Über diese vertane Gelegenheit habe ich mich hinterher sehr geärgert. Fortan redete ich mit jedem, der mir auffiel, den ich in Situationen beobachtete, die Fragen aufwarfen. Ich unterbrach Menschen beim Zaunstreichen, beim Lesen, beim Blumengießen. Ich setzte mich in Stammtisch-Runden, klingelte an Häusern mit originell gestalteten Fassaden, brachte es fertig, auf Strümpfen aus einer Gästewohnung zu stürzen, um jemanden anzusprechen, der auf der Straße OP-Kleidung trug.
Ein Gespür, das ich so noch nie genutzt hatte, bescherte Wunderbares.

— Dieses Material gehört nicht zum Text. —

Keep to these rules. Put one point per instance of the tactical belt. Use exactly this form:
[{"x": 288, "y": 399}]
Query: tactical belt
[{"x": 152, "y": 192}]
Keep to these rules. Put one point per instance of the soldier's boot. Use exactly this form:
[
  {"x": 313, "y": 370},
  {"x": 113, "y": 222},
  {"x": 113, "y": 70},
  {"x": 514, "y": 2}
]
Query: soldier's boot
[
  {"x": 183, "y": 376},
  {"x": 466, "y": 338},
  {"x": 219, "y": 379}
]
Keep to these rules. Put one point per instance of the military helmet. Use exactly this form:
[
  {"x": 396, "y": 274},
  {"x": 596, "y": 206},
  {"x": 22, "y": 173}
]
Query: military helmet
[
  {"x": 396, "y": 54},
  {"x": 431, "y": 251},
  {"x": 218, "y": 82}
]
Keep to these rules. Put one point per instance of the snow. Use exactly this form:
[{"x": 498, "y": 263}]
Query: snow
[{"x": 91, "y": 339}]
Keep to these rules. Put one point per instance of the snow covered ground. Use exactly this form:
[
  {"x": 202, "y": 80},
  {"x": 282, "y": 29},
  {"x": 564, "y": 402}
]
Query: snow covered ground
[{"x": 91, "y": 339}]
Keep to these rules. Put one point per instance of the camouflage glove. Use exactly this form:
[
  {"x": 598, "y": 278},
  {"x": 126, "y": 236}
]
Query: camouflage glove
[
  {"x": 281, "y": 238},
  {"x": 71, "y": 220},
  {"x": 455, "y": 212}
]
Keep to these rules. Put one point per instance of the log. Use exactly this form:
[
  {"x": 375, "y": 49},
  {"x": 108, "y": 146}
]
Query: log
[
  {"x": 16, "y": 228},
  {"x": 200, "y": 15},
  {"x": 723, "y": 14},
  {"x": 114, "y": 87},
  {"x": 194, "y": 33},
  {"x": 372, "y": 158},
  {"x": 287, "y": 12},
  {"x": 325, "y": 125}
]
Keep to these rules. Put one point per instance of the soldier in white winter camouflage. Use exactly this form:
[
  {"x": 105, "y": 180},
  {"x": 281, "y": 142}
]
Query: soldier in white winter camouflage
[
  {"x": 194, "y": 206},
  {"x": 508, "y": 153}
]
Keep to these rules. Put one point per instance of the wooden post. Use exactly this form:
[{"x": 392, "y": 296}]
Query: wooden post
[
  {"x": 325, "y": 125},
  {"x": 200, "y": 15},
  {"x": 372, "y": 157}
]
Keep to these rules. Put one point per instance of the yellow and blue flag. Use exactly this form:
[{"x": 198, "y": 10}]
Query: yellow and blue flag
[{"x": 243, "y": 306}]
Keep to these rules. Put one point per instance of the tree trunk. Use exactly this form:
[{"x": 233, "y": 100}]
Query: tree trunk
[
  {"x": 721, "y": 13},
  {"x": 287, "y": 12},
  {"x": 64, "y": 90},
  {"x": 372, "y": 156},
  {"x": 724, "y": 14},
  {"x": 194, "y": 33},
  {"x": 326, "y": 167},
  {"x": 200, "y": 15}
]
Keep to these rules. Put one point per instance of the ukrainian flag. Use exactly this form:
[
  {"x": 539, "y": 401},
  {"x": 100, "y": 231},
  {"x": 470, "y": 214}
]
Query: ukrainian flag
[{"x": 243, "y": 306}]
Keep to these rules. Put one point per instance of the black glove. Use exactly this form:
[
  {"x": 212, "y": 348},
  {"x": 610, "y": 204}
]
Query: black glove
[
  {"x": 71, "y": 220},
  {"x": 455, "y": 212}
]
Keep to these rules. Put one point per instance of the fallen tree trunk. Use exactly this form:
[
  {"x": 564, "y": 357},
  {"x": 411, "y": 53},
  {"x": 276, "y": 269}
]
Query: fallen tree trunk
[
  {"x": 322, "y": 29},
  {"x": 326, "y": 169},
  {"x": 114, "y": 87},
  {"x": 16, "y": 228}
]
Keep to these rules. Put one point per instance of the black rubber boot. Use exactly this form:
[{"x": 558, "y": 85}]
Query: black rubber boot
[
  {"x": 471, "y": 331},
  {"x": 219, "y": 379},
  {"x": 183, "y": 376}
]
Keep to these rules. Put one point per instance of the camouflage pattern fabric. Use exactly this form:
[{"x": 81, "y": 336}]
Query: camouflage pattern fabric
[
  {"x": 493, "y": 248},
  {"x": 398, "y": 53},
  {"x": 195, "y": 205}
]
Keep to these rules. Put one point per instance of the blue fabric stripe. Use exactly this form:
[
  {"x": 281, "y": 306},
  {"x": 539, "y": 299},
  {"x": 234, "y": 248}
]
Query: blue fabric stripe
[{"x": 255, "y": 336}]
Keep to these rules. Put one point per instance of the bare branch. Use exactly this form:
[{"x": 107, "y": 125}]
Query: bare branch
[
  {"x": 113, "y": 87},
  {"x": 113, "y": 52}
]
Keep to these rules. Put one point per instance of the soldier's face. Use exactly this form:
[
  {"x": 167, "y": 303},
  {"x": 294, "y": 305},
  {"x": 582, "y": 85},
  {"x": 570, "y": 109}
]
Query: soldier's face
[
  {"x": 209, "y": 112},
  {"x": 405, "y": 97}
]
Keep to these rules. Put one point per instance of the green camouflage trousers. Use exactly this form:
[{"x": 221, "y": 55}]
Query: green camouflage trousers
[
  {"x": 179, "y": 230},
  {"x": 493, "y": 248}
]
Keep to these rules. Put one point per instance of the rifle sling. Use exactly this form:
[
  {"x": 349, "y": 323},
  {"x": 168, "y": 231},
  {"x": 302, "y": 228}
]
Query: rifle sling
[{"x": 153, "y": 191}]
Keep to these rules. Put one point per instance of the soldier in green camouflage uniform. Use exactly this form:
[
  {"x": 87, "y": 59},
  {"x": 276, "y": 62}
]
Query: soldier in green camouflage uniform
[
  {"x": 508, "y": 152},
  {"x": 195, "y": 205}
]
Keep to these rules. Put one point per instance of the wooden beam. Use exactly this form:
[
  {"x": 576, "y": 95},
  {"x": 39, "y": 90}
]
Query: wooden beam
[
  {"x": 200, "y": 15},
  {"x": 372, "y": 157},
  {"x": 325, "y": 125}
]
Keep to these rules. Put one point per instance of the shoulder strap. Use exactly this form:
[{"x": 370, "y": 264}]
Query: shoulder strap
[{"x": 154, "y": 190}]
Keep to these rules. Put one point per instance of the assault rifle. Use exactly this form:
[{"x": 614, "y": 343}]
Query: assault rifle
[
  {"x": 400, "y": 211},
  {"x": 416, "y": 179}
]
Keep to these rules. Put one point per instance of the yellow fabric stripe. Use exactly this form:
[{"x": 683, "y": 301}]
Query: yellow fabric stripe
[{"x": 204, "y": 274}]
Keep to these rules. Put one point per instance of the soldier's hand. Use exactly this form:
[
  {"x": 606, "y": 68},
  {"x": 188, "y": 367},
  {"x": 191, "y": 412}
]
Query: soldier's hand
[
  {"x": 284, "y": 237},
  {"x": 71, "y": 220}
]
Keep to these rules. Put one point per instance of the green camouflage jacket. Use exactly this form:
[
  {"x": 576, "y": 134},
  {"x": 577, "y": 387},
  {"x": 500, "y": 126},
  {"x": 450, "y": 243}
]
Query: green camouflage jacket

Fremde Menschen fassten Vertrauen, sahen in mir den durchreisenden Zuhörer und ließen mich teilhaben.
Vor Neustadt an der Donau begegnete ich eines Morgens zwei Frauen, die sich über eine Straße hinweg unterhielten. Die Konstellation elektrisierte mich. Ich lief durch den hin und her fliegenden Singsang einer mir unbekannten Sprache und fragte, ob ich Fotos machen könnte. Das wurde erlaubt. Danach redete ich lange mit der türkischstämmigen Asiye. Sie ist die Frau mit dem weißen Kopftuch.
Unser Austausch umkreiste vieles: ihre fünf Kinder, von denen drei studieren. Ihre Tätigkeit als Putzfrau im Kindergarten, den im Schichtmodus arbeitenden Ehemann, die alte „Heimat“ am Schwarzen Meer und das Haus, dass die Familie sich „hier um die Ecke“ im nächsten Jahr bauen wolle. Ein Thema, dass Asiye umtrieb, schien Kommunikation zu sein. „Wir reden alle zu wenig miteinander“, meinte sie. Dabei wirkte sie traurig und ratlos, ließ keinen Einwand gelten. „Wenn meine Kinder zu Hause sind, schauen sie nur auf ihre Handys. Ich habe es satt, ihnen das zu verbieten.“
An das Gespräch mit Asiye habe ich während der Wanderung mehrfach denken müssen. Es hat mich angespornt, auf Menschen zuzugehen.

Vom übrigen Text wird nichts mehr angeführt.